Overview: During the reporting period, ISIS-K increased high-profile attacks against civilians, often targeting members of vulnerable religious and ethnic minority populations such as Hazara Shias, to spread fear and sow divisions in Afghan society. ISIS-K received an influx of detained fighters back into its ranks, as ISIS-K members were among the thousands who escaped from Parwan detention facility and Pul-e-Charki prison during the Taliban takeover of Kabul in August. ISIS-K, elements of al-Qa’ida (including affiliate AQIS), and terror groups targeting Pakistan, such as TTP, continued to use the Afghanistan-Pakistan border region as a safe haven. Following their takeover of Kabul, the Taliban publicly stated that they were acting to counter ISIS-K and, according to international media reports, resorted to brutal tactics — including summary executions — in doing so. The United States has not made a decision to recognize the Taliban or another entity as the Government of Afghanistan and pressed the Taliban to uphold their counterterrorism commitments under the 2020 U.S.-Taliban Agreement (the “Doha Agreement”). The Taliban repeatedly committed publicly to meet their Doha Agreement commitments to prevent any group or individual from using Afghanistan to threaten the security of the United States and its allies.
2021 Terrorist Incidents: ISIS-K attacks in Afghanistan increased, compared with the previous year. ISIS-K increasingly targeted what it perceived as soft targets in urban areas. This tactic aligned with its shift to a configuration of clandestine urban cells in various parts of the country, following its territorial losses in Kunar and Nangarhar provinces in 2019. Significant terrorist incidents included the following:
- On May 8, a bombing at Sayed Ul-Shuhada high school, located in a predominantly Hazara Shia neighborhood in Kabul, killed at least 90 people — mostly women and girls. No group claimed responsibility for the attack, but international observers widely ascribed the attack to ISIS-K, which had previously conducted similar attacks.
- On August 26, during U.S.-led evacuation operations, an ISIS-K suicide bomber attacked the Kabul airport, killing 13 U.S. servicemembers and more than 170 Afghan civilians.
- On October 8, an ISIS-K suicide bomber attacked a Shia mosque in Kunduz province during Friday prayers, killing more than 40 people and injuring more than 140 others.
- On October 15, a group of ISIS-K suicide bombers attacked a Shia mosque in Kandahar province during Friday prayers, killing 47 people and injuring nearly 70 others.
- On November 2, ISIS-K fighters and at least one suicide bomber attacked a military hospital in Kabul, resulting in 25 deaths and more than a dozen injuries.
Legislation, Law Enforcement, and Border Security: The United States has not made a decision to recognize the Taliban or another entity as the Government of Afghanistan. The United States discontinued funding of counterterrorism support following the Taliban takeover. The United States did, however, closely track Taliban efforts to counter terrorist groups in Afghanistan and condemned reports of brutal tactics. In November, international media reported that the Taliban sent 1,300 fighters to Nangarhar province to conduct operations against ISIS-K.

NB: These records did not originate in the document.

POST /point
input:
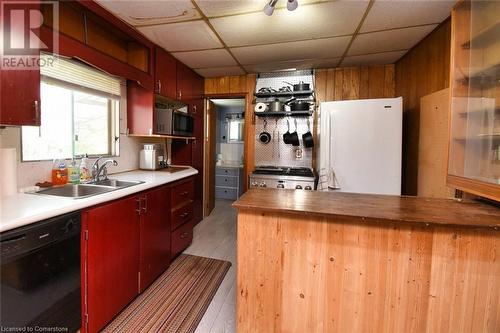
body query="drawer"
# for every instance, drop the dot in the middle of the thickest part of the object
(182, 193)
(227, 171)
(226, 193)
(181, 238)
(226, 181)
(181, 215)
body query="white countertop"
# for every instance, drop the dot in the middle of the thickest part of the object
(24, 208)
(229, 165)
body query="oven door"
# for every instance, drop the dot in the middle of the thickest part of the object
(182, 124)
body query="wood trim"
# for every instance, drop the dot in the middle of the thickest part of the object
(73, 48)
(129, 30)
(476, 187)
(163, 136)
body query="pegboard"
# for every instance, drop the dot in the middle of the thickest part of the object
(276, 152)
(276, 80)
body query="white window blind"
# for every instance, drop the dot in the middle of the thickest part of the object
(80, 75)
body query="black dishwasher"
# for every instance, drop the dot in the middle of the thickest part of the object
(40, 276)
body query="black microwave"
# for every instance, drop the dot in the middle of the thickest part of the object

The Taliban reportedly killed and publicly displayed the bodies of individuals they suspected of collaborating with ISIS-K. Taliban provincial leadership reportedly approved these summary executions. The Taliban associated followers of the Salafist interpretation of Islam with ISIS-K. Some Salafists claimed that the Taliban killed and detained members of their community and closed Salafist mosques. In December the Taliban claimed they arrested more than 600 ISIS-K members in the previous three months and destroyed 25 ISIS-K hideouts in Kabul and Jalalabad. The Taliban also claimed publicly that ISIS-K is no longer a substantial threat in the country, despite the increased attacks.

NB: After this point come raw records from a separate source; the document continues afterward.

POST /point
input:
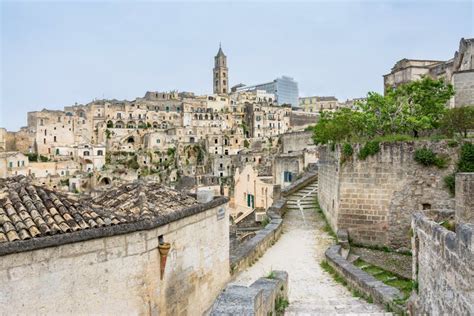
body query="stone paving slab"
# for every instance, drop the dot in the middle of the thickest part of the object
(299, 251)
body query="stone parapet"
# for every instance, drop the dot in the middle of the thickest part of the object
(260, 298)
(306, 179)
(443, 267)
(362, 281)
(464, 198)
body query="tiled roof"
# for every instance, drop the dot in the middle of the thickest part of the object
(143, 200)
(28, 211)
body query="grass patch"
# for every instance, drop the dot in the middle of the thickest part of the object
(405, 286)
(370, 148)
(280, 305)
(341, 280)
(427, 157)
(271, 275)
(336, 276)
(326, 228)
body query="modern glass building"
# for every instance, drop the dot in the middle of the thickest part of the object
(284, 88)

Pakistan alleged that TTP used Afghanistan as a sanctuary. Border tensions remained high between the Taliban and neighboring countries, with clashes taking place between the Taliban and Pakistan and Iran. Central Asian states, meanwhile, remained on guard against violent extremist elements from Afghanistan crossing their borders. Tajikistan heightened its military posture along its border with Afghanistan, Turkmenistan increased its patrolling, and Russia expressed concern about Central Asian states’ potential vulnerability to incursions by violent extremist elements operating from Afghanistan.

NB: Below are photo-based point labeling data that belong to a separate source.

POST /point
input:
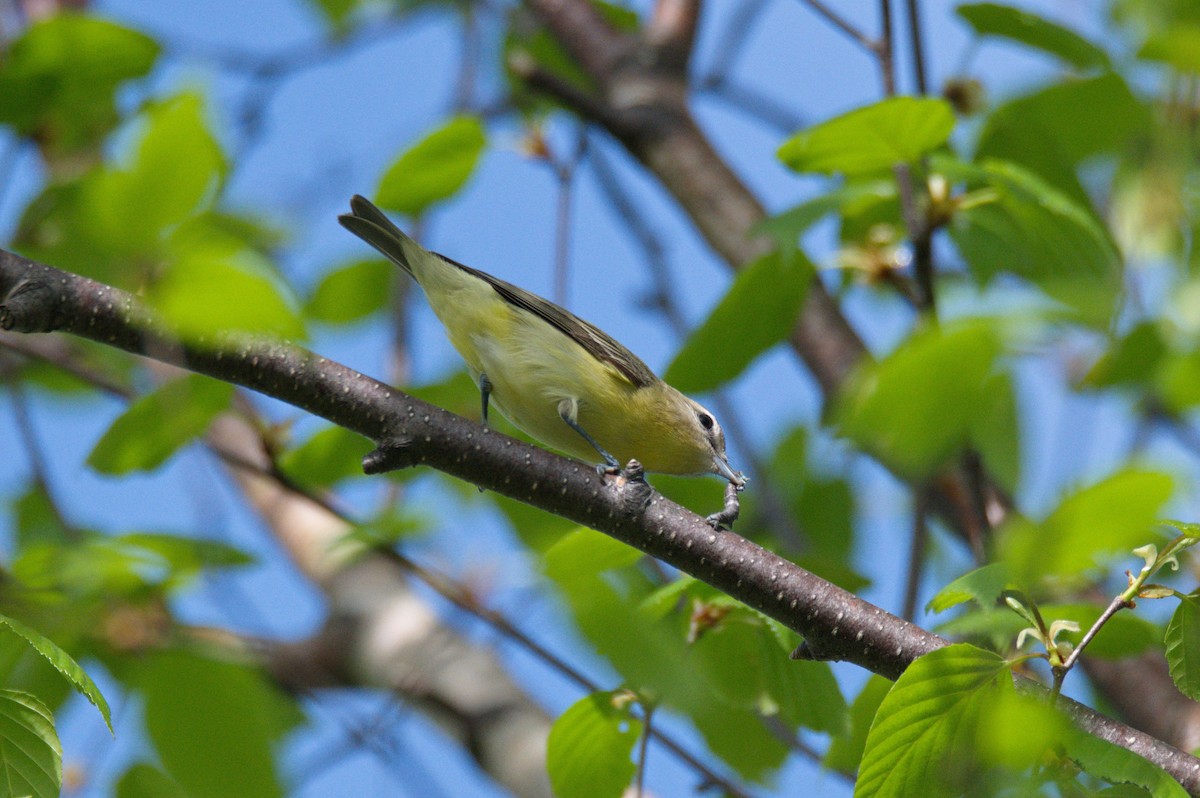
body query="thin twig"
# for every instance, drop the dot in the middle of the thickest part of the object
(841, 24)
(1115, 606)
(917, 45)
(643, 749)
(885, 48)
(917, 551)
(564, 175)
(36, 457)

Countering the Financing of Terrorism: In August the Egmont Group disconnected Afghanistan’s Financial Intelligence Unit, the Financial Transactions and Reports Analysis Center of Afghanistan (FinTRACA), from the Egmont Secure Web. In September, Reuters reported that FinTRACA had ceased operations.
Countering Violent Extremism: There were no notable strategies or initiatives for countering violent extremism in Afghanistan during the reporting period.
International and Regional Cooperation: No country expressly took a decision to recognize the Taliban as the Government of Afghanistan, and there was no notable counterterrorism cooperation between the Taliban and international, multilateral, or regional organizations during the reporting period.